# Need Input on Penn Spinning Reel



## GoVols (Jun 18, 2008)

I am coming down in May and have fished the surf at Destin several times when I come down from TN. In the past I have used the $75 Shimano spinning reels I use here in TN but they get abused pretty quick in the salt and sand environment surf fishing. I am eyeing the Penn Sargus spinning reel as a long term option since I plan to be making a couple trips down a year now. I want to use this for Ladyfish, Pompano, Blues, Redfish, etc. Question is:

1) Is this a solid choice?

2) Which size?

BTW I have an 850 SS Spinning Reel with a 10 ft 2 piece rod I use for shark after I cut up the Ladyfish :thumbup:


----------



## Bump_N_Twitch (Mar 4, 2011)

i have a 750 i use for surf fishing, probably the same rod you have. im sure anything with the Penn logo is a solid choice


----------



## welldoya (Oct 5, 2007)

Nothing wrong with that Penn 850 and 10 1/2 rod for pomps. I use a Penn 6500, 7500 and 8500 for surf fishing with 20 lb test line and 9' and 10' rods.


----------



## Linkovich (Oct 24, 2007)

I use a 750ssm and 850ssm on 10ft rods for pompano. Plenty of line capacity and good solid reels


----------



## Orangebeach28 (Jun 3, 2009)

I use 2 850's and love em' with 30 lb PP


----------



## keperry1182 (Oct 6, 2010)

I use the 440 and 850 ssg i love them both. For those blues, pomps, and spanish the 440 will be awesome and for slot reds it's just fine. The bull reds will wear on it after a while my buddy uses the 440 and loves catchin big reds on it, but the drag washers are taking a beating because of it but all in all you can't beat um for the price. Penn is all i use with proper maintenance sand and salt has a little affect on them. Good luck


----------



## GoVols (Jun 18, 2008)

Seems like the 850SS is a lot of reel for pomps. I was thinking a smaller set up like a 7ft one piece rod and 10 lb line with a Penn Sargus reel. I don't know the answer just thought pompanos were not that big.


----------



## GoVols (Jun 18, 2008)

Let me add I really only have room for 2 set ups in the van on my trip down. One lighter set up for ladyfish and my Penn 850SS set up for shark off the surf. I am hoping my ladyfish set up will work on the pompanoes


----------



## Linkovich (Oct 24, 2007)

I think most people use the 850's and larger rods because you can get a lot more casting distance out of them than with a smaller set up. Plus if there's any surf a pompano can put a pretty good fight, they'll use the waves to get extra momentum.


----------



## welldoya (Oct 5, 2007)

Lincoln is right. Use the 850 for pomps. When fishing for pomps, I have also caught bull reds and have also had schools of jack crevalle come thru. I've landed them all with my Penns. Have actually had a few jacks straighten the hooks out.


----------



## captainblack (Jul 4, 2010)

GoVols said:


> Seems like the 850SS is a lot of reel for pomps. I was thinking a smaller set up like a 7ft one piece rod and 10 lb line with a Penn Sargus reel. I don't know the answer just thought pompanos were not that big.

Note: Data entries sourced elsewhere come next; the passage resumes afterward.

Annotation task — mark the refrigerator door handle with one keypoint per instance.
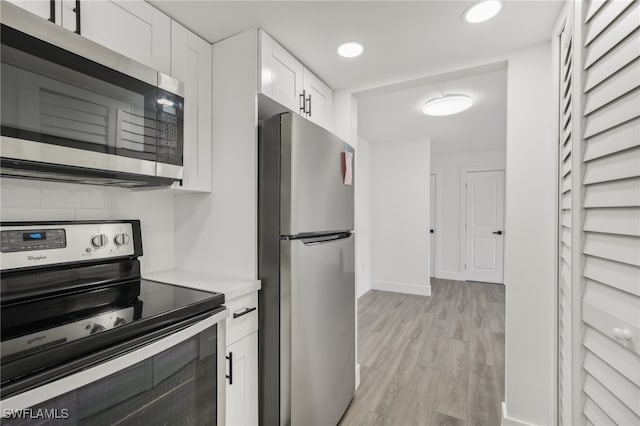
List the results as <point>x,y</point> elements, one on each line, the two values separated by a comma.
<point>313,241</point>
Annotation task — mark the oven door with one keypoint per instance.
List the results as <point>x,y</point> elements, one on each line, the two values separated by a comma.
<point>178,379</point>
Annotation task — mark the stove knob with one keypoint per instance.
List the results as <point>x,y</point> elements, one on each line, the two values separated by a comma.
<point>119,321</point>
<point>121,239</point>
<point>99,240</point>
<point>97,328</point>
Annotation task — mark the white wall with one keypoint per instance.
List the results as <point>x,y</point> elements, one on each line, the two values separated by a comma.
<point>217,232</point>
<point>450,244</point>
<point>363,214</point>
<point>28,200</point>
<point>530,238</point>
<point>400,216</point>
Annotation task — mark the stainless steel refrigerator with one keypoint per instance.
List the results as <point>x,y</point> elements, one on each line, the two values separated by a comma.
<point>306,264</point>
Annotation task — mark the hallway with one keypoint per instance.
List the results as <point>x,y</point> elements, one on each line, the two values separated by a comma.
<point>435,360</point>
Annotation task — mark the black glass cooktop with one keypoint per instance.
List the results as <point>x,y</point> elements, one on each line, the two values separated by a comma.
<point>51,330</point>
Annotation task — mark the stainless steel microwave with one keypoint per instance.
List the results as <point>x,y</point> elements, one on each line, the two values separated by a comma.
<point>73,110</point>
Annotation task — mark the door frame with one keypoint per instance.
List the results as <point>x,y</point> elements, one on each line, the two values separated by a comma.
<point>463,216</point>
<point>438,233</point>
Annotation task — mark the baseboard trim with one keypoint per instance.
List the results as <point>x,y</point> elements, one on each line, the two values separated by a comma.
<point>408,288</point>
<point>362,292</point>
<point>508,421</point>
<point>450,275</point>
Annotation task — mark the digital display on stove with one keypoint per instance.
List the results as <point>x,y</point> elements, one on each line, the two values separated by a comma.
<point>34,236</point>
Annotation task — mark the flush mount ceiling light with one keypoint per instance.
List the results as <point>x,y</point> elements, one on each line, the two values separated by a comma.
<point>447,105</point>
<point>350,49</point>
<point>482,11</point>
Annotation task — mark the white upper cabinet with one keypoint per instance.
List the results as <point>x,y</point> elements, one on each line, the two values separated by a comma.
<point>191,63</point>
<point>280,74</point>
<point>318,100</point>
<point>285,80</point>
<point>46,9</point>
<point>134,29</point>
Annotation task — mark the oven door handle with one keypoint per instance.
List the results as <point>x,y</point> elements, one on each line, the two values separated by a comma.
<point>37,395</point>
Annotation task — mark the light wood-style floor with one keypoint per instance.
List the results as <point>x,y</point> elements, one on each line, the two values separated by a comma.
<point>435,360</point>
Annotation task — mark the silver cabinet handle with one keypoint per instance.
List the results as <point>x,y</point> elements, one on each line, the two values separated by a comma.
<point>245,312</point>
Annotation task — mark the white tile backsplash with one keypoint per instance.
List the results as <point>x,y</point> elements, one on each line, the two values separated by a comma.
<point>28,200</point>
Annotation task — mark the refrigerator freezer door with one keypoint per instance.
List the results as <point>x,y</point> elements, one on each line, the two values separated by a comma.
<point>318,330</point>
<point>314,196</point>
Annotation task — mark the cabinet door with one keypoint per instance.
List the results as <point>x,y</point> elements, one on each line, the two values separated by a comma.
<point>319,100</point>
<point>191,64</point>
<point>242,394</point>
<point>42,8</point>
<point>280,74</point>
<point>134,29</point>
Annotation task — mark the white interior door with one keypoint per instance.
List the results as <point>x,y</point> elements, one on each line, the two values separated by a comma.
<point>432,230</point>
<point>485,226</point>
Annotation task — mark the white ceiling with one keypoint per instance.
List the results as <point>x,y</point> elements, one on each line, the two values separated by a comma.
<point>403,39</point>
<point>397,115</point>
<point>409,46</point>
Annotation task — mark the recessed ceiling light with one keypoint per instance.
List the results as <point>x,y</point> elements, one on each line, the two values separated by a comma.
<point>447,105</point>
<point>482,11</point>
<point>350,49</point>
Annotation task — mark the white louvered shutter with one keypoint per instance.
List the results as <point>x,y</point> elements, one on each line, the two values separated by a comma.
<point>610,213</point>
<point>565,293</point>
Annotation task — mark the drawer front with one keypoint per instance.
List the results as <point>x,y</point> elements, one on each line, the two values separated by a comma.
<point>243,317</point>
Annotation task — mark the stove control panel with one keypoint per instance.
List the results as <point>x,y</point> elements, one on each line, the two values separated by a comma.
<point>33,239</point>
<point>28,246</point>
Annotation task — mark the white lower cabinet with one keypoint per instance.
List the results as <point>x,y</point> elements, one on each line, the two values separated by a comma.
<point>242,361</point>
<point>242,392</point>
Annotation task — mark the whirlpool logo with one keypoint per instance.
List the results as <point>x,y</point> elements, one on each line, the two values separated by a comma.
<point>36,258</point>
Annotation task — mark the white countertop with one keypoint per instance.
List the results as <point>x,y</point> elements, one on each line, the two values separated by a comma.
<point>232,287</point>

good bit of line is nice on days when you gotta get that bait out there a ways to hit where theyre feeding, and dont underestimate pompies they arent that big but for their size they fight like hell, you get an 18 inch pompano on and its gonna feel like more fish than you reel in, hell the 14 inch pomp i caught the other day fought like an upper slot redfish.

the longer rod if for two things, casting distance (sometimes you just gotta get that bait out there farther, sometimes even with a 9 foot rod ive still had to wade out and then cast to get that extra distance when the surf up a bit and they were deeper behind the break) the second thing about a longer rod is your line is held higher, a 10 foot rod sitting 2 feet out of the sand in a sand spike will hold your line 11 or 12 feet up in the air plus however high up from the water it is, meaning your line is above most of the wave action, not getting knocked around in it and washed all over.


----------



## captainblack (Jul 4, 2010)

BUT i will add that you dont always NEED that kind of setup to catch em, im still needing to get a couple new 9 or 10 foot rods, all i have at the moment are a couple 5ft standups set up for shark fishing, five 6-7ft ultralight to light/medium action rods and a couple fly fishing set ups. the 7ft light/medium actions rods stuck in an extra tall 4ft sand spike works for me for now as long as the surfs not up too much, i just have to search out a good washout in the sandbar cause my casting distance is dramatically shortened compared to a 10ft rod that will cast a mile.

but the important thing is that it will work, i still catch enough for the table :thumbsup:


----------



## GoVols (Jun 18, 2008)

I have 50 lb braid on my reel...what line should I use?? Mono??


----------



## captainblack (Jul 4, 2010)

i like anywhere in between 10 and 20 pound mono for pomps


----------